2.3. Kernel Tree Methods

Decision trees as applied to continuous data are known as regression trees (RT) [17,18,19]. Given that documentation on the methodologies of kernel tree methods is extensive, only a summary is presented. As Hand et al. [20] noted, “linear regression is a global model, where there is a single predictive formula holding over the entire data-space. An alternative approach is to sub-divide, or partition, the space into smaller regions, where the interactions are more manageable.” The ‘regression tree’ approach to modeling identifies a hierarchy of interactions that were previously unknown. The regression tree approach creates recursive partitions or cells within the entire data space (i.e., terminal nodes or leaves) and the cells are modeled separately. The cells of regression trees are typically ‘pruned’ during the model validation phase in identifying the best predictive model. One strength of this method is that data do not need to be imputed, given that partitions will be made in the presence of missing data (Georges, 2009). RTs are represented as two-dimensional graphics, which makes it easily understood and interpreted [6,7].

RTs are quite popular as an exploratory modeling technique, and are commonly associated with data mining techniques [21,22,23,24,25,26,27,28]. RTs are very resistant to irrelevant regressors given that the recursive tree-building algorithm estimates the optimal variable on which to split at each step, regressors unrelated to the response are not chosen for splitting [29] (pp. 199-215). In theory, a regression tree partitions the data space of all joint regressor values X into J-disjoint regions

{R_{j}}_{1}^{J}

[6]. For a given set of joint regressor values X, the tree prediction

\hat{Y} = T_{j} (X)

assigns as the response estimate, the value assigned to each region containing X:

X \in R_{j} \Rightarrow T_{j} (X) = {\hat{y}}_{j}

(1)

Given a set of regions, the optimal response values associated with each region minimize the prediction error in that region:

{\hat{Y}}_{j} = \arg m i n_{y ’} E_{y} [L (y, y^{'}) | X \in R_{j}]

(2)

Unlike some kernel methods, RTs use the data to estimate a good partition instead of relying on a predefined model by the analyst.

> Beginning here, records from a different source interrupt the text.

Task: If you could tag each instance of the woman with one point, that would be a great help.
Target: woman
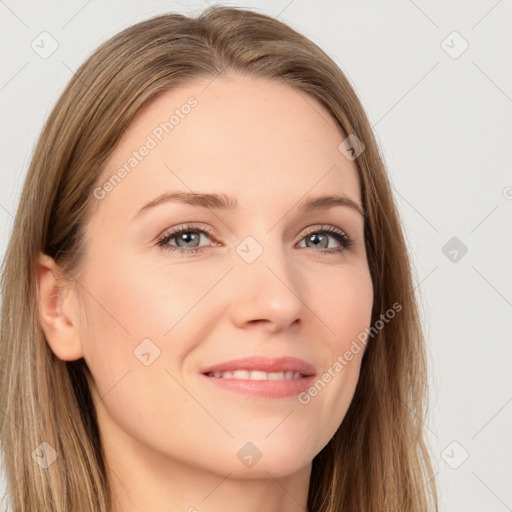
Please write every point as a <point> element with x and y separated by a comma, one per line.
<point>207,298</point>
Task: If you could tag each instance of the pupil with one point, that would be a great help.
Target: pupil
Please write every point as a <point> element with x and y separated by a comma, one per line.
<point>186,237</point>
<point>317,238</point>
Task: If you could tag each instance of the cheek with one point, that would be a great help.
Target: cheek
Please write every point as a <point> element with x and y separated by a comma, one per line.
<point>345,305</point>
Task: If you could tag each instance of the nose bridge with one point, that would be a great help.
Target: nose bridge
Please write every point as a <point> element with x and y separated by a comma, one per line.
<point>267,288</point>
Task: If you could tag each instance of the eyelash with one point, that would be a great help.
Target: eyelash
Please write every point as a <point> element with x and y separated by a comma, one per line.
<point>345,241</point>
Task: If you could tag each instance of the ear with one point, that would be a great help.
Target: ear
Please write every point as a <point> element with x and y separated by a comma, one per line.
<point>57,309</point>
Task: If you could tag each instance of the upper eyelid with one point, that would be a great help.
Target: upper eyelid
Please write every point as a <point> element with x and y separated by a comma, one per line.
<point>171,233</point>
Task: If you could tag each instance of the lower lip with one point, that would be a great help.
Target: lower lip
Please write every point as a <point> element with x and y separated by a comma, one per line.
<point>264,388</point>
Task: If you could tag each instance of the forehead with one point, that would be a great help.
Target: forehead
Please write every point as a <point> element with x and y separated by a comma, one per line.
<point>245,137</point>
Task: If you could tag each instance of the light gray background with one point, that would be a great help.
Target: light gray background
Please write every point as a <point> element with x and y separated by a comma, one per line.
<point>444,126</point>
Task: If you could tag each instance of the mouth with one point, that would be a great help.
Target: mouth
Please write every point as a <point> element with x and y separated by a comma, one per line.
<point>256,375</point>
<point>262,377</point>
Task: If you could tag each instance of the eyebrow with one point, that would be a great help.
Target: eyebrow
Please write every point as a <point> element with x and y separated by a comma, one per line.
<point>225,202</point>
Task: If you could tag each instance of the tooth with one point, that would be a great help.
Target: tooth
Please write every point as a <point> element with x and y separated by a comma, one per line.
<point>257,375</point>
<point>240,374</point>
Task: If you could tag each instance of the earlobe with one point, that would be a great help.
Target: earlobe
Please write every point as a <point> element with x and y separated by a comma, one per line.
<point>56,310</point>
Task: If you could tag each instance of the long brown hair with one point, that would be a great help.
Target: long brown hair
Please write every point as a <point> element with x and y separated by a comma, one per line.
<point>378,459</point>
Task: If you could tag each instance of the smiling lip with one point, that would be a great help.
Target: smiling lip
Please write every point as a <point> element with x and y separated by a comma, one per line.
<point>263,388</point>
<point>264,364</point>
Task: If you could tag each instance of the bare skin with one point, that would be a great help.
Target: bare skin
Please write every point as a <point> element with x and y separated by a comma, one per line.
<point>171,436</point>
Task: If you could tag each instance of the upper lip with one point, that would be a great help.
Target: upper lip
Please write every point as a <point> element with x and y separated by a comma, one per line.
<point>264,364</point>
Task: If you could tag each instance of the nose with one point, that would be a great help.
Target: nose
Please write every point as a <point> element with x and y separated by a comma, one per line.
<point>267,292</point>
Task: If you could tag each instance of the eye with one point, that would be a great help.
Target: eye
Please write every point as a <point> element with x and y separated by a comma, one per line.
<point>187,235</point>
<point>188,239</point>
<point>322,241</point>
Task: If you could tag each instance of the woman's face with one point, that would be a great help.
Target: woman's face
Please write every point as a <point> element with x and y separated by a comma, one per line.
<point>262,279</point>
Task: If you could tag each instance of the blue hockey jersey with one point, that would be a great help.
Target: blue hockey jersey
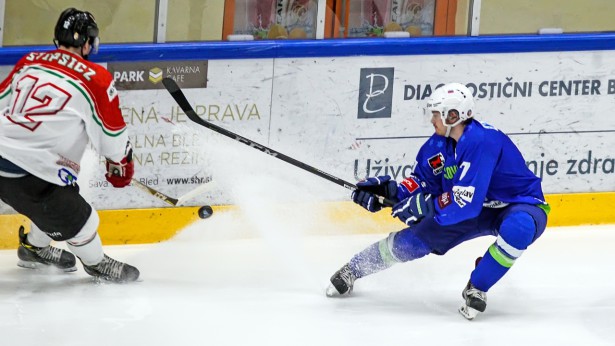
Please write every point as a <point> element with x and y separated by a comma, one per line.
<point>484,169</point>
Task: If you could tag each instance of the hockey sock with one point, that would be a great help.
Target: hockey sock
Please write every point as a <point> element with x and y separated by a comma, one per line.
<point>516,233</point>
<point>87,244</point>
<point>36,237</point>
<point>397,247</point>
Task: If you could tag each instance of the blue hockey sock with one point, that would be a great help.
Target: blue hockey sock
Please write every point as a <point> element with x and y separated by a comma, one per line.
<point>516,234</point>
<point>368,261</point>
<point>397,247</point>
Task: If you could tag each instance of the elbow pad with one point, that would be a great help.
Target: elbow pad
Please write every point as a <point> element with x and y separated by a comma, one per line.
<point>409,187</point>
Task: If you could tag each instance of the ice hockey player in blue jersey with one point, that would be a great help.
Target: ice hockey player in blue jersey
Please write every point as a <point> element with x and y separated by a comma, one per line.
<point>469,180</point>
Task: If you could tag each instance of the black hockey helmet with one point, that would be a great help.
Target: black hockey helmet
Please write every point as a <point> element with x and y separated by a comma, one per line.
<point>75,28</point>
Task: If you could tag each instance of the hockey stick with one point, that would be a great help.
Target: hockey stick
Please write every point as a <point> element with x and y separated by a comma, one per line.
<point>183,103</point>
<point>168,199</point>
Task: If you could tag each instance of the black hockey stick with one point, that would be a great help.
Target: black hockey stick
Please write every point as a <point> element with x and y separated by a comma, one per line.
<point>170,200</point>
<point>183,103</point>
<point>165,198</point>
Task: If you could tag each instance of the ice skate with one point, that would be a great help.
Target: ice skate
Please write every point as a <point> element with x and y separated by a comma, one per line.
<point>475,301</point>
<point>33,257</point>
<point>112,270</point>
<point>341,282</point>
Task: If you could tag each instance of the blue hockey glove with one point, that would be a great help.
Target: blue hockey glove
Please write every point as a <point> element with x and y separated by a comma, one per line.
<point>412,209</point>
<point>366,190</point>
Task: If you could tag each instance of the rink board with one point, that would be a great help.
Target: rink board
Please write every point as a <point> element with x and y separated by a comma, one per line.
<point>142,226</point>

‘Boosted trees’ (BT) relies on the philosophy that a small number of simple trees of weak learners that are combined as one model outperform the predictions of one large RT [6,30,31]. ‘Boosting’ builds trees sequentially such that each new tree improves the predictive power of the ensemble [32,33,34]. The result grows new trees specifically aimed at accommodating observations that an existing ensemble predicts poorly, i.e., overall improved predictive performance of the final BRT model. BRT approximates a solution to the problem of fitting a sum-of-trees by adding new trees one at a time, while keeping all existing trees unchanged [35]. As stated by Schapire [31] and Elith et al. [35], BT is a model to enhance the model accuracy and the key step in boosting is to consecutively apply the algorithm to constantly modified data, i.e., it minimizes the loss function through adding a regression tree in each iteration step [35].

‘Random forests’ (RF) developed by Breiman [36] and as summarized by Fawagreh et al. [37] combines Breiman’s bagging sampling approach, and the random selection of features, introduced independently [38,39] in order to construct a collection of decision trees with controlled variation. Each tree in the ensemble acts as a base classifier to determine the class label of an unlabeled instance.” Key advantages of RF over BT are robustness to noise and less overfitting [35,38,39,40,41,42,43].

There were five key parameters used for model calibration in this study. A minimum size split of 10 was used for both the boosted tree and random forests to prevent the program from splitting any node with below a specified number of cases [44]. ‘Early stopping’ stopped the additive boosting process if further boosting failed to improve the fit in the validation dataset. A minimum split size of five was used with a learning rate (r) of 0.1 where

(0 < r \leq 1)

which cued the program to build separate boosted trees for every combination of splits. This permitted the boosted tree to try various combinations of parameters in order to find the one that maximizes the fit. The tree was grown with 50 layers and splits per tree ranged from five to 10. An overfit penalty ensured against having any cases with predicted probabilities equal to zero, where higher values will result in less overfitting. The probability is:

P r o b_{i} = \frac{n_{i} + p r i o r_{i}}{\sum^{​} (n_{i} + p r i o r_{i})}

(3)

where the summation is across all response levels and

n_{i}

is the number of observations at the node for the ith response level. Priori is the prior probability for the ith response level and is calculated as follows:

p r i o r_{i} = λ p_{i} + (1 - λ) P_{i}

(4)

where

p_{i}

is the

p r i o r_{i}

from the parent node,

P_{i}

is the

p r o b_{i}

from the parent node, and

λ

is a weighting factor which was set at 0.9.

3. Fractional Factorials and Aliasing

Statistically designed experimentation (i.e., design of experiments or DOE) is a formal ‘deductive’ methodology, where independent variables (factors) are manipulated at different settings (levels) in a controlled fashion to explore optimization problems for key response variables. R.A. Fisher [45] is the father of DOE and expanded on the classic analysis of variance (ANOVA) methodology. A ‘full factorial’ DOE has experimental runs with replicates at all possible levels for all of the factors. Even though full factorial designs are the most informative designs, such designs are expensive.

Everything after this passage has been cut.